Strachan frowned. “What do you take me for,” he snapped. “My days of courting publicity are over.”

“I have a question.” It was Sam’s turn to play inquisitor. “What do you expect to get out of this?”

The actor looked startled. He hadn’t expected such a direct question. Freddie could see the determination etched on her pretty face and hear it in her voice. She was seeking to impress, to make Strachan understand she was a force to be reckoned with.

“Well,” their host drawled, thinking on his feet. “I want to be remembered for something other than my chequered career on the boards and I need some help.”

“This is where we are at,” Freddie began briskly. “Acting on your instructions, Mr Strachan, we went to Lambeth Palace Library where, as I mentioned in my email, Dr Dilworth decrypted the spy’s number code which told us something about Queen Elizabeth’s sex life but nothing at all about Shakespeare. We imagine the connection between Standen and Shakespeare might be that they were both in the Earl of Essex’s employment although this is merely surmise.”

“Capital, capital.” Strachan gave Sam a roguish smile. “Honour is due, Dr Dilworth. I never thought you’d crack that number cipher. No one else has. I’d love to see the key.”

“I’ve copied it out for you. It’s quite complicated.”

She opened her handbag and handed him her notes.

“That’s awfully kind of you, my dear,” Strachan gushed. “But as Dr Brett rightly opined, this decipherment has nothing to do with Shakespeare. What you don’t seem to have realised is that Standen’s report contains more than one codename. On the third page he refers to stolen Scottish correspondence and expresses the hope that none of these ‘taken missives’ mentions ‘100.’ Don’t you see the significance of that? No matter, I will explain.”

“Not now, Donald,” Antonia said firmly. “It’s time we had something to drink.”

Irritated by the interruption, he glowered at her. Was she deliberately undermining his authority?

Antonia barely had time to pour the coffee and pass around a plate of coconut cookies before he began again. He was an old man in a hurry, wanting solutions to problems not polite small talk.

“You couldn’t have worked out Standen’s cipher without being aware of gematria. In those days numerology was held to be a science. You’ve heard of James Bond of course. Well, Ian Fleming got the idea for 007 from one of the earliest royal spies, Dr John Dee. Queen Elizabeth called him her ‘pair of eyes,’ so Dee signed his reports with two circles representing eyes, joined together by the cabalistic number seven. He did this because, phonetically and figuratively, two ‘eyes’ add up to two and two times seven equals fourteen, the count of his surname Dee. You’ve got to get inside the Elizabethan mind, Dr Brett. Number counts were like star signs are today. This brings me to Dee’s protégé Francis Bacon ...”

“A Cabalist like Dee,” Sam interrupted.

Strachan blinked in surprise. “How do you know about Cabalism?”

“I had a Jewish girlfriend at Yale who was writing a dissertation on how the Hebrew Cabala affected Christian humanists in the Renaissance. Rebecca got me started. That was before Cabalism became punk rock when Madonna claimed to be a convert.”

“Forget the celebrities,” Strachan retorted waspishly. “What did you actually learn?”

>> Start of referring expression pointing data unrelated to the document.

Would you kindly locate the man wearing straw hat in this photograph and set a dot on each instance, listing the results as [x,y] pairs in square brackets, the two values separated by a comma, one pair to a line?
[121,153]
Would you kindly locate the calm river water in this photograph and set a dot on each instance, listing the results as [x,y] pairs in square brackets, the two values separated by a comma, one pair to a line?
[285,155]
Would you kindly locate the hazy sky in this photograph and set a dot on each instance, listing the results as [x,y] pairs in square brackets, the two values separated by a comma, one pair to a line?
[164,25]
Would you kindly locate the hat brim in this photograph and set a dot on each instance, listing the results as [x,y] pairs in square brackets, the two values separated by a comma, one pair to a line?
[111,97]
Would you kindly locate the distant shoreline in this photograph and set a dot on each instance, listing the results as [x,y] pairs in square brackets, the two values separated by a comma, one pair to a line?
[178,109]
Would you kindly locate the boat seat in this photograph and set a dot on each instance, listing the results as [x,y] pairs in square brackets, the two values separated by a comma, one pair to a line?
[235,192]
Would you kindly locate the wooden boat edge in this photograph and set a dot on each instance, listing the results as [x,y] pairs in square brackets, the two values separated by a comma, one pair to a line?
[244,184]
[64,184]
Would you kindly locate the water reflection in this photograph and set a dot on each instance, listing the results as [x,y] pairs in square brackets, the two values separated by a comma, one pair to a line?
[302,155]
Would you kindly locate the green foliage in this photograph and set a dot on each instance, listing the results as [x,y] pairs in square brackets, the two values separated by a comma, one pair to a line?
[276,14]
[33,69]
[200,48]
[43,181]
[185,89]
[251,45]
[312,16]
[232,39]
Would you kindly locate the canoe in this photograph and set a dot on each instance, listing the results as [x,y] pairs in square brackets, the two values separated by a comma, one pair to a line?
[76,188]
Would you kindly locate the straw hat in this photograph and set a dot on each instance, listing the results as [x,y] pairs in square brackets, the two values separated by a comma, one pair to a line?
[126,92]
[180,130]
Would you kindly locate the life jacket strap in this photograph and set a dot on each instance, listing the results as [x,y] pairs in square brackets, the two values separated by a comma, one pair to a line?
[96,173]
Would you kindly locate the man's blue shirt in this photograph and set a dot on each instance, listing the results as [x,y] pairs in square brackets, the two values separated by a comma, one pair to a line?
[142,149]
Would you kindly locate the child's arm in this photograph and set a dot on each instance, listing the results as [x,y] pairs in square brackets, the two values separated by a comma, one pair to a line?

Sam spoke in a matter-of-fact way, as if to apologise for stealing her host’s thunder. The Cabala was supposed to be divine wisdom, the secret teachings of the prophet Moses expressed in Hebrew. Language was vitally important because Cabalists believed the secrets of nature were encoded within it. By converting letters into numbers they hoped to extract the hidden meaning of words.

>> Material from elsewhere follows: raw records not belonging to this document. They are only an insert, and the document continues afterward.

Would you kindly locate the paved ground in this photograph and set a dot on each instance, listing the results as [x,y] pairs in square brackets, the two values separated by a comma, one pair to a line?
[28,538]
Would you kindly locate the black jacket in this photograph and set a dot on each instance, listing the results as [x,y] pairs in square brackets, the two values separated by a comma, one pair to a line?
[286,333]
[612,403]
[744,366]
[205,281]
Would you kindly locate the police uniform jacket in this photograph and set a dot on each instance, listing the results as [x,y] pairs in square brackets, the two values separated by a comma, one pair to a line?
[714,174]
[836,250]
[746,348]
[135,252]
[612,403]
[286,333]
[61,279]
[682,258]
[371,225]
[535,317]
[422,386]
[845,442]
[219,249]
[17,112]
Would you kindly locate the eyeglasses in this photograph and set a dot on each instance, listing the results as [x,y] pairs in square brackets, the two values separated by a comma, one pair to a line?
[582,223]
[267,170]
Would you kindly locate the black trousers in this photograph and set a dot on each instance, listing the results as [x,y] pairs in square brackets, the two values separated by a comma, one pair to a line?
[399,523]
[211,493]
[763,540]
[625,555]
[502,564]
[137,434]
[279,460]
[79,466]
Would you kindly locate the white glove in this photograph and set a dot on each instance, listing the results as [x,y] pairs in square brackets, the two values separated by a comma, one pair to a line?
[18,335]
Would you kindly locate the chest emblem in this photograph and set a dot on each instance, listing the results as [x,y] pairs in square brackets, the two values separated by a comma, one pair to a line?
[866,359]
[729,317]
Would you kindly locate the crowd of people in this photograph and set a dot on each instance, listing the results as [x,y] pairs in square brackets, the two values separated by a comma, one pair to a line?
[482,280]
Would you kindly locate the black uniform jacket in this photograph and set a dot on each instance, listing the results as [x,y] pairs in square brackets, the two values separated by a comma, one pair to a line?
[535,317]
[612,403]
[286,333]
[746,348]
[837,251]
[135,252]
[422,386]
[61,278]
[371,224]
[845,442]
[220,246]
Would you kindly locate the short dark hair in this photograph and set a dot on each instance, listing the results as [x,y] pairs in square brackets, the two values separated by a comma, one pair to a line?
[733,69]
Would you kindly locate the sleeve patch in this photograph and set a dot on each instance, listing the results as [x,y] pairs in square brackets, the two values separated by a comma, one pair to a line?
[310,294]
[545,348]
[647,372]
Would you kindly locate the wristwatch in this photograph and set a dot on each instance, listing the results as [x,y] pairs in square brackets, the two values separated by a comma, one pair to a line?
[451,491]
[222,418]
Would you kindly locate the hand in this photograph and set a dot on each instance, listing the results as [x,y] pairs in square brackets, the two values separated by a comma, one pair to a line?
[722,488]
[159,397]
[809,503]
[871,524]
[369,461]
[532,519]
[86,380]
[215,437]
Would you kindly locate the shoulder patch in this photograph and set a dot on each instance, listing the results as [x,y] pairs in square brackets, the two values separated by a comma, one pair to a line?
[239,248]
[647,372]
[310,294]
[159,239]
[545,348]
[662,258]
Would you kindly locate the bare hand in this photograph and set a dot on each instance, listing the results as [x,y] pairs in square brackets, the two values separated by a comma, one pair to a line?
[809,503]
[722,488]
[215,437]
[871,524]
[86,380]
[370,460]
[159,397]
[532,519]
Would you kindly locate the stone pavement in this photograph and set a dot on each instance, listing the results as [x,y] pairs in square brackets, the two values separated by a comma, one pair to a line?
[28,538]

Strachan had been nodding throughout her exposition. It was clear, he said, that a brilliant mathematician like Dr Dee was fascinated with the subject and he, in turn, influenced Francis Bacon who not only based his great instauration of learning on the Cabala but incorporated it into his novella,
New Atlantis
. The inhabitants of Bacon’s scientific utopia called their college after Solomon, respected Jews, and sought God in nature.